Workers take on tasks such as sifting through, reading and answering e-mail without anyone giving serious thought to how much time those tasks take.

Workers who formerly were not actively involved in marketing or tech support may also end up working as social media promoters and e-mail system managers in their “spare time,” because there seems to be an assumption that those tasks can be done instantaneously.

All of that time spent on instantaneous tasks is adding up.

Even today, despite the tough job market, about 40% of Americans say finding time to relax is even harder than living within their budgets, according to Princess Cruises, Santa Clarita, Calif., a unit of Carnival Corp. & P.L.C., London.

Princess Cruises commissioned a survey of about 1,000 U.S. adults ages 18 and older in July and found that about 74% believe an inability to relax frequently hurts their mental and physical health.

One result: At insurance industry conferences where the speakers are on the podium talking about wellness and efforts to promote healthy eating, many of the high-level, intelligent, well-educated, generally self-disciplined executives in the audience are fat. Even some of the speakers on the podium talking about fighting obesity are fat.

One reason may be that factors such as genetics and other factors we are just beginning to understand affect hunger levels, but another reason may be that exhaustion is the best sauce for the bag of stale corn chips and orange soda in a hotel room mini bar refrigerator.

In some cases, workers who have what, on paper, may be generous vacation allotments may not have the actual time to use any of that time off on anything other than dire family emergencies or the like.

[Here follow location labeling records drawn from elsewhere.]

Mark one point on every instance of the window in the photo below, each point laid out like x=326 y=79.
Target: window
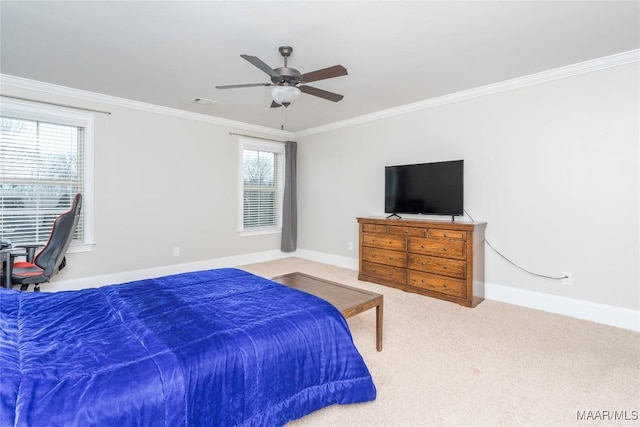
x=262 y=180
x=45 y=154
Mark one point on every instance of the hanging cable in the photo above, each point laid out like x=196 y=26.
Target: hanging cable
x=513 y=263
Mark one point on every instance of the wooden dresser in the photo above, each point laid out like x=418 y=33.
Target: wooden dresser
x=435 y=258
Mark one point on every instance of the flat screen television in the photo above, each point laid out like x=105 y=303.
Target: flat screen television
x=425 y=188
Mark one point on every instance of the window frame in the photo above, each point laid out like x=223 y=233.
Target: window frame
x=260 y=145
x=58 y=115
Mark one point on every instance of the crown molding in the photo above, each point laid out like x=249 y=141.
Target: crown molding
x=22 y=83
x=519 y=82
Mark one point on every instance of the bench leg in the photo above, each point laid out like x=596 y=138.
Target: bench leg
x=379 y=327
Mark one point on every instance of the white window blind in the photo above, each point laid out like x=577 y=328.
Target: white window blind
x=262 y=183
x=41 y=169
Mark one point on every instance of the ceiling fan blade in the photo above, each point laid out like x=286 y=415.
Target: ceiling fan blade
x=260 y=64
x=245 y=85
x=321 y=93
x=325 y=73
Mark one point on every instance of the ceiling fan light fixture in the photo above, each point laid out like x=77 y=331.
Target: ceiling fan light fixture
x=285 y=95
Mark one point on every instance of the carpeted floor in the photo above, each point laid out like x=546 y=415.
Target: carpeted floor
x=496 y=364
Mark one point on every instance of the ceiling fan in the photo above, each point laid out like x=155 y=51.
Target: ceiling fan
x=288 y=82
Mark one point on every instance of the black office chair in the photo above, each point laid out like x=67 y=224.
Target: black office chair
x=51 y=259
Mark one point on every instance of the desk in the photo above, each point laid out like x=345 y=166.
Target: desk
x=6 y=258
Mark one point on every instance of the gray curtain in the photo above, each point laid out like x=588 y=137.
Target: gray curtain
x=290 y=202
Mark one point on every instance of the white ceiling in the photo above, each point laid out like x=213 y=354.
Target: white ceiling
x=169 y=52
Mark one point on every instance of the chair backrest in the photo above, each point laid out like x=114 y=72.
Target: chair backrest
x=51 y=256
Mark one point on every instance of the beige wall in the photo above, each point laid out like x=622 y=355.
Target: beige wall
x=552 y=168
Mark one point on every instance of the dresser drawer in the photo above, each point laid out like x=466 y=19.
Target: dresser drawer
x=406 y=231
x=443 y=248
x=374 y=228
x=447 y=234
x=384 y=272
x=432 y=282
x=437 y=265
x=385 y=241
x=385 y=256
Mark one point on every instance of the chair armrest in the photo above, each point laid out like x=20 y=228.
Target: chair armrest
x=31 y=250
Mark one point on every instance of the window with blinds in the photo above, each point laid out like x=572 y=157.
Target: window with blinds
x=42 y=167
x=262 y=183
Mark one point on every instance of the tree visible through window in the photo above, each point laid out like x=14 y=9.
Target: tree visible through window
x=41 y=169
x=262 y=165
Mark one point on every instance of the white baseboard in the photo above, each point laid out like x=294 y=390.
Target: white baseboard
x=595 y=312
x=600 y=313
x=128 y=276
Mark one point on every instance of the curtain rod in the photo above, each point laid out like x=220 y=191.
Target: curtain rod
x=108 y=113
x=255 y=137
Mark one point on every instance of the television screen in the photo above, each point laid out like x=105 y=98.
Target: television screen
x=425 y=188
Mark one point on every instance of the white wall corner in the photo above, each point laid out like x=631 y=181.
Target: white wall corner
x=586 y=310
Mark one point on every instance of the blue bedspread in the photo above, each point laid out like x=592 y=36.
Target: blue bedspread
x=211 y=348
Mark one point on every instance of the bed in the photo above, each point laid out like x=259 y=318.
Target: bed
x=218 y=347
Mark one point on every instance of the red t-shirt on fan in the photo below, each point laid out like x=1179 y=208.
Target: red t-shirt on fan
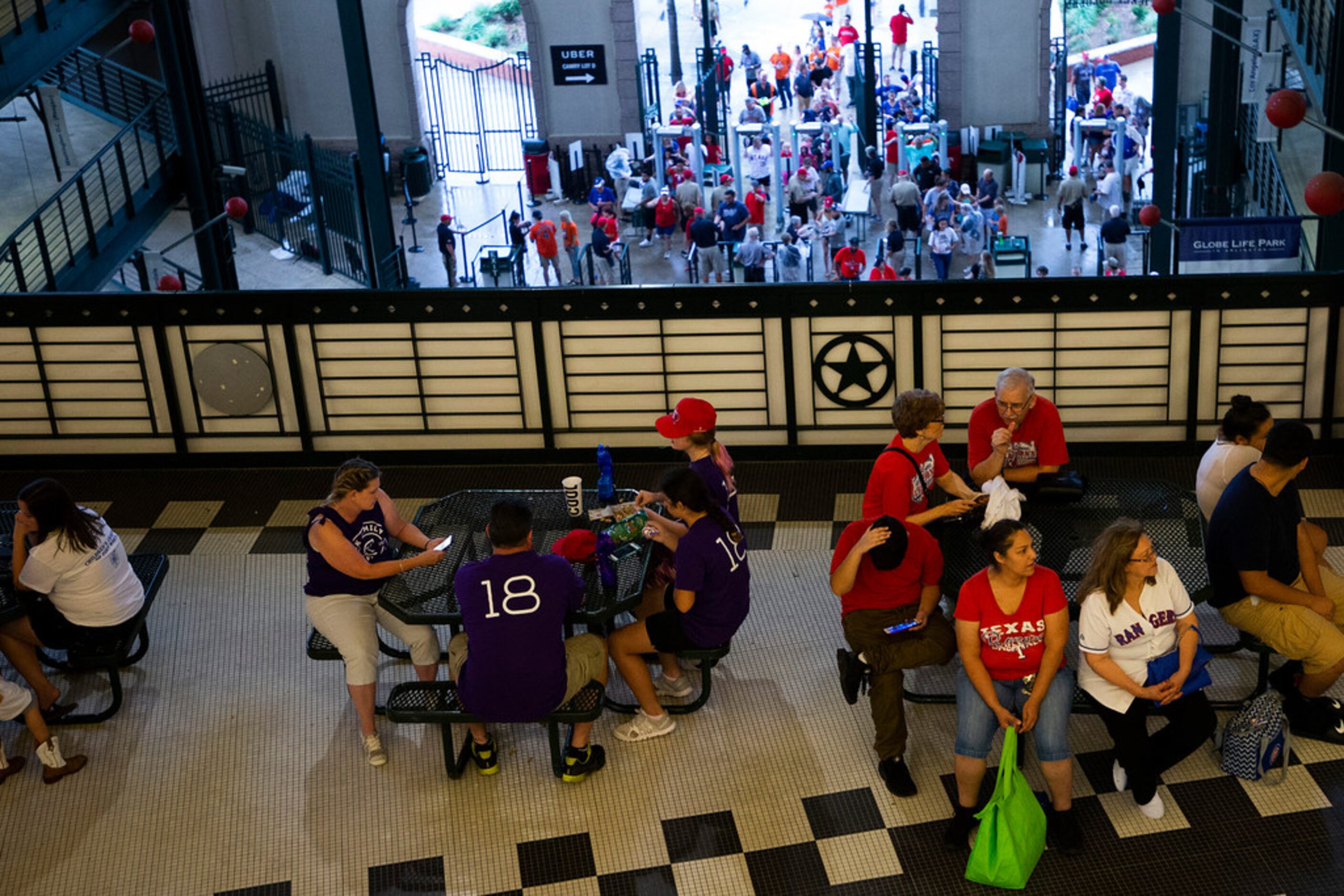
x=1038 y=441
x=895 y=488
x=1011 y=645
x=878 y=589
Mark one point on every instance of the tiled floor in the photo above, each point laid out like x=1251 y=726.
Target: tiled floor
x=236 y=768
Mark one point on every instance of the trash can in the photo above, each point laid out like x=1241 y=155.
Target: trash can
x=536 y=157
x=1037 y=154
x=416 y=171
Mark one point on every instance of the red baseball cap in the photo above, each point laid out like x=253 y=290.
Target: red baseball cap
x=690 y=416
x=580 y=546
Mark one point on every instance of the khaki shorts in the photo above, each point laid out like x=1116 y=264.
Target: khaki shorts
x=585 y=661
x=1296 y=632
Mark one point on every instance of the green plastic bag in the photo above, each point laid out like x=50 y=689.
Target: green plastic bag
x=1012 y=828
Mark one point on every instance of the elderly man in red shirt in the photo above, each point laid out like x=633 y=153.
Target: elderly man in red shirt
x=1017 y=433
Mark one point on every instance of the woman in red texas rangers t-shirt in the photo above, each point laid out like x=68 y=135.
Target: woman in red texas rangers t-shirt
x=1012 y=623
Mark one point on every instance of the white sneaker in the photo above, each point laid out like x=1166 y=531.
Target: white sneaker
x=666 y=687
x=644 y=727
x=374 y=750
x=1154 y=808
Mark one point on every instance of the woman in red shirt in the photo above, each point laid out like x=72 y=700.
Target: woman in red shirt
x=1012 y=624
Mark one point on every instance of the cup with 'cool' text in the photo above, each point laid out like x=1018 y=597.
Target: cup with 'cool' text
x=573 y=487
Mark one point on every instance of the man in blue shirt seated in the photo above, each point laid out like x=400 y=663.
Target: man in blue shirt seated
x=1269 y=582
x=600 y=194
x=522 y=667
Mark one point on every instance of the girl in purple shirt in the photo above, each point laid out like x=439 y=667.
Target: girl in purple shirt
x=690 y=427
x=702 y=609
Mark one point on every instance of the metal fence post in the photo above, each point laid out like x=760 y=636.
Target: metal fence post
x=273 y=92
x=319 y=213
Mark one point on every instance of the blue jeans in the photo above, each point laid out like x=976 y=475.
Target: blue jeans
x=977 y=725
x=941 y=262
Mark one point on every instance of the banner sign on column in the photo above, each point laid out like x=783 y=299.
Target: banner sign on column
x=54 y=111
x=1239 y=245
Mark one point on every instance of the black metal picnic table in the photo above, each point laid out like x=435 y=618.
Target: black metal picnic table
x=425 y=594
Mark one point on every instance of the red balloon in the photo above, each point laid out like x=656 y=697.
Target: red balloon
x=1285 y=108
x=1324 y=194
x=142 y=31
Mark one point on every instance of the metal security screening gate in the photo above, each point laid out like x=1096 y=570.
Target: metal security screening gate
x=478 y=117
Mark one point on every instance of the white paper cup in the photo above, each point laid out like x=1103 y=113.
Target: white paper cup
x=573 y=487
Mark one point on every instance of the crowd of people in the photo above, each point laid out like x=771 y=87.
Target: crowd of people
x=1011 y=623
x=1010 y=626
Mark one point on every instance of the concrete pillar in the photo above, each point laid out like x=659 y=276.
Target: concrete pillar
x=593 y=113
x=994 y=65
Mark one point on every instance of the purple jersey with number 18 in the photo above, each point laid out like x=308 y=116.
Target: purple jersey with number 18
x=514 y=608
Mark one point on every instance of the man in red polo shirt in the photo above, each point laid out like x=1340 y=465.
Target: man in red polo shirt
x=1017 y=433
x=886 y=573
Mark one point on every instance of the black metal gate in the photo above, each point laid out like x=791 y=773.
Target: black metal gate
x=478 y=117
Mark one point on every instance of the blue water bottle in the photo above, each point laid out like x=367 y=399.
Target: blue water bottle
x=605 y=569
x=605 y=484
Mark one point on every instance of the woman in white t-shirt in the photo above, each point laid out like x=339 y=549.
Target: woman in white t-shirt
x=1241 y=438
x=1135 y=609
x=69 y=554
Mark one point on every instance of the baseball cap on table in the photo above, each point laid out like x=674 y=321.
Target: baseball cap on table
x=580 y=546
x=690 y=416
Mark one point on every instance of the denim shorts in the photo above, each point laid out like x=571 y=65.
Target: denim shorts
x=977 y=725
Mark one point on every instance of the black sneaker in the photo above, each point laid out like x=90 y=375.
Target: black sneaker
x=851 y=675
x=1065 y=832
x=485 y=757
x=957 y=834
x=1318 y=719
x=1284 y=679
x=897 y=776
x=581 y=763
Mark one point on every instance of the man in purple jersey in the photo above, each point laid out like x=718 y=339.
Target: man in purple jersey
x=521 y=667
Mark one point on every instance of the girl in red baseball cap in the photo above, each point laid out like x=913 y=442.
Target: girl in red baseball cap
x=690 y=427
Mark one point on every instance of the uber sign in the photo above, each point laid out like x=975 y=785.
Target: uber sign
x=578 y=63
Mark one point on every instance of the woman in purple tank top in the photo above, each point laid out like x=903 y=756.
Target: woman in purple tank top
x=348 y=561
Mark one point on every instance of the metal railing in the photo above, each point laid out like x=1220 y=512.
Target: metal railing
x=104 y=85
x=103 y=193
x=1308 y=26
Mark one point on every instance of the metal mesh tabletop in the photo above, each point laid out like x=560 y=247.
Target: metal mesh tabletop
x=425 y=594
x=1063 y=532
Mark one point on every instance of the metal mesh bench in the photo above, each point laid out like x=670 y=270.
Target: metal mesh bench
x=436 y=703
x=702 y=660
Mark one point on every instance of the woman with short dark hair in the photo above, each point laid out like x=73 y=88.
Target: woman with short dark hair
x=1012 y=625
x=905 y=473
x=1135 y=609
x=350 y=558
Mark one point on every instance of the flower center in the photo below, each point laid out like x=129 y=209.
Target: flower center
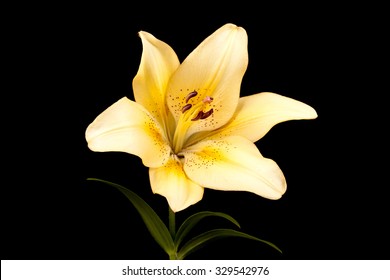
x=190 y=113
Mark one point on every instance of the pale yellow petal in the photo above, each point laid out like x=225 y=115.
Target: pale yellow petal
x=171 y=182
x=127 y=127
x=257 y=114
x=234 y=164
x=158 y=62
x=214 y=69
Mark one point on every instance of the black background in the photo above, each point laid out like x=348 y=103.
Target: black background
x=71 y=63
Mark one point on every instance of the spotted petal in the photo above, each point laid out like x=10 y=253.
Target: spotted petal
x=158 y=62
x=214 y=69
x=171 y=182
x=257 y=114
x=233 y=164
x=127 y=127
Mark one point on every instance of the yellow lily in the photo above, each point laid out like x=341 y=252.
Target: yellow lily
x=189 y=125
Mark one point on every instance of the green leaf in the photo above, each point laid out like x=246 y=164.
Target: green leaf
x=200 y=240
x=155 y=225
x=191 y=221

And, of course, the health care system as a whole is now heavily into rationing all types of non-obviously emergency care by making office appointments available only in offices 20 miles away, on the fifth Friday of a month, to patients who can name the capitals of all 50 states.

Apparently, the problem is even worse in states like Massachusetts, where health reform program designers have tried to reduce the cost of care by using design features that lead demand to outstrip supply.

If insurers, employers and others are serious about wellness, they might be wise to make sure they are really giving workers the time needed to be well, and not just making a show of offering work-life balance on paper.

Society also needs to supply enough medical provider capacity to make sure that patients get needed care sometime before the Sun reaches the red giant phase. Otherwise, the promises of care not actually delivered will lead to cynicism.